İran düşmanlığı, mezhep ayrımcılığı, emperyalizmin bölgemiz ülkelerine kurduğu bir tuzak, bölüp parçalayarak yönetmek için. Bu tuzağa düşerek emperyalizme hizmet edilir ancak. Bölünme, İsrail ve ABD’yi güçlendirir. Bu nedenle İran düşmanlığı, mezhep ayrımcılığı yapanlar; İsrail ve ABD’nin gönüllü askeri olmaktalar bilerek ya da bilmeyerek. Bu düşmanlıkları Türkiye’ye de çok zarar vermekte. Hele Filistin davasını kolsuz kanatsız bırakmaktalar ABD-İsrail tuzağına düşerek. Kısaca söyleyebiliriz ki; İran’a düşmanlık, Türkiye’ye düşmanlıktır. Ülkemize de komşularımıza da bu düşmanlığı yapmaya kimsenin hakkı yok!

                                                                  Adil Hacıömeroğlu

                                                                  1 Ekim 2024

 

3 yorum:

  1. Değerli Adil Öğretmenim başka söze gerek yok , siz çok güzel yazmıışsınız , us ‘ unuza , elinize , emeğinize sağlık 👏🙏🏻🍀📚🇹🇷Fulya Kırımoğlu

    YanıtlaSil
  2. Bu düşmanlığın kurnaz örnekleri arasında çoktandır CNN Türk ekranlarında zehir saçan kripto mezhepçiler var (kimbilir belki de saklı fetö posaları ). İplikleri iyice pazara çıkmış olanlar yani... İsmet Özçelik'in bugünkü yazısı da aynı sonrunsala değiniyor. (https://www.aydinlik.com.tr/koseyazisi/amerikancilar-kendini-ele-verdi-490899)

    YanıtlaSil
  3. Fikir anlamında düşülecek en büyük hata, tarihte konumlanma hatasıdır.
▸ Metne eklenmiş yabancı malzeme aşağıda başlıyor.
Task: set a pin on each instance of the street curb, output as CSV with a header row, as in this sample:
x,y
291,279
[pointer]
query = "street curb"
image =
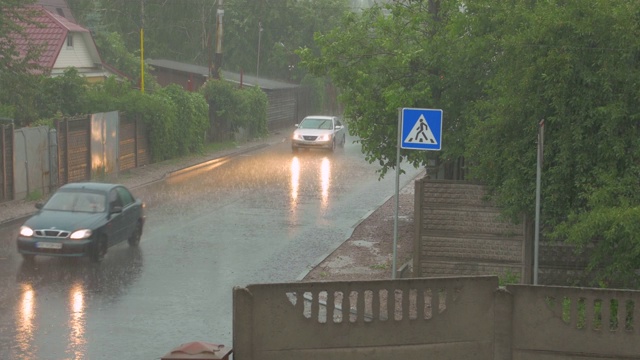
x,y
321,258
228,155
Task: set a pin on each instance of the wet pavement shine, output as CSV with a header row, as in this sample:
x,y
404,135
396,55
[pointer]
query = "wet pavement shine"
x,y
261,217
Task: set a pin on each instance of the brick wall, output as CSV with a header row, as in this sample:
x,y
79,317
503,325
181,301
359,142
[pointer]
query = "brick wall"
x,y
459,233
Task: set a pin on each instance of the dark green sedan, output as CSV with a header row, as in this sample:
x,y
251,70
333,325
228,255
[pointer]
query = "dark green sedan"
x,y
83,219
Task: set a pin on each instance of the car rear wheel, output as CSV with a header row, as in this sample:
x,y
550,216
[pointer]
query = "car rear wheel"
x,y
134,239
99,249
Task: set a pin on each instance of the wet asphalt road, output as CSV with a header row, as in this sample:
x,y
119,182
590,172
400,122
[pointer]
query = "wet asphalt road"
x,y
262,217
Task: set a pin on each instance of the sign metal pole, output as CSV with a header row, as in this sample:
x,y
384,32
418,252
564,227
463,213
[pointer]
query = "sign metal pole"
x,y
395,218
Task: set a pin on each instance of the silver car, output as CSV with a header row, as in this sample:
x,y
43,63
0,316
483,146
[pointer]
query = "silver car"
x,y
318,132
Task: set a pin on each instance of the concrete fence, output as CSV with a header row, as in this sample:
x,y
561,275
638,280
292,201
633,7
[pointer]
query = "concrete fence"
x,y
433,318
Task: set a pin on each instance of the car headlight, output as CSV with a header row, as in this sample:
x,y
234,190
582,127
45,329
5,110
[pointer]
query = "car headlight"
x,y
80,234
26,231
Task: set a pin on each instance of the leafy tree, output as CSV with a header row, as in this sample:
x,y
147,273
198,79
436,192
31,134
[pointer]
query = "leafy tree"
x,y
233,108
389,57
186,31
192,120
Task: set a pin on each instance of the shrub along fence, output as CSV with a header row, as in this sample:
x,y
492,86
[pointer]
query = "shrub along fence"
x,y
85,148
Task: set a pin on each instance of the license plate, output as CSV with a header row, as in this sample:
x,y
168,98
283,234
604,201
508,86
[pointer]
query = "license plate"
x,y
49,245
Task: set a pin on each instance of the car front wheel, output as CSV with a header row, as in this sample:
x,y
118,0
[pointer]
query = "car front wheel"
x,y
134,239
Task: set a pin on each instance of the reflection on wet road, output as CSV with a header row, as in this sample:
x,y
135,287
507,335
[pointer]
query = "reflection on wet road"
x,y
263,217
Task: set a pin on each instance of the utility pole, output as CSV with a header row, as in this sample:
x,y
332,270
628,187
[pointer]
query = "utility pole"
x,y
142,46
219,32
Tarihteki konumları bugün de olduğu gibi devam ettirmek bir düşüncesizlik örneğidir. Sözde Atatürkçülerin hiçbiri 1919'da o gemiye binemezdi. Ama şimdi tişörtler bastırıp bardaklarına işleyip güya en fazla sahip çıkanlar onlar. Hiçbir tarikatçı, yobaz ilk Müslümanlar kavurucu sıcakta elleri ayakları büyük kayalarla ezilip aç bırakıldıklarında Hz. Muhammed 'in yanında olmazdı. Ama kendi uydurdukları her şeye hadis, sünnet diyerek uydurulmuş dini indrilmiş dine tercih edenler de onlar.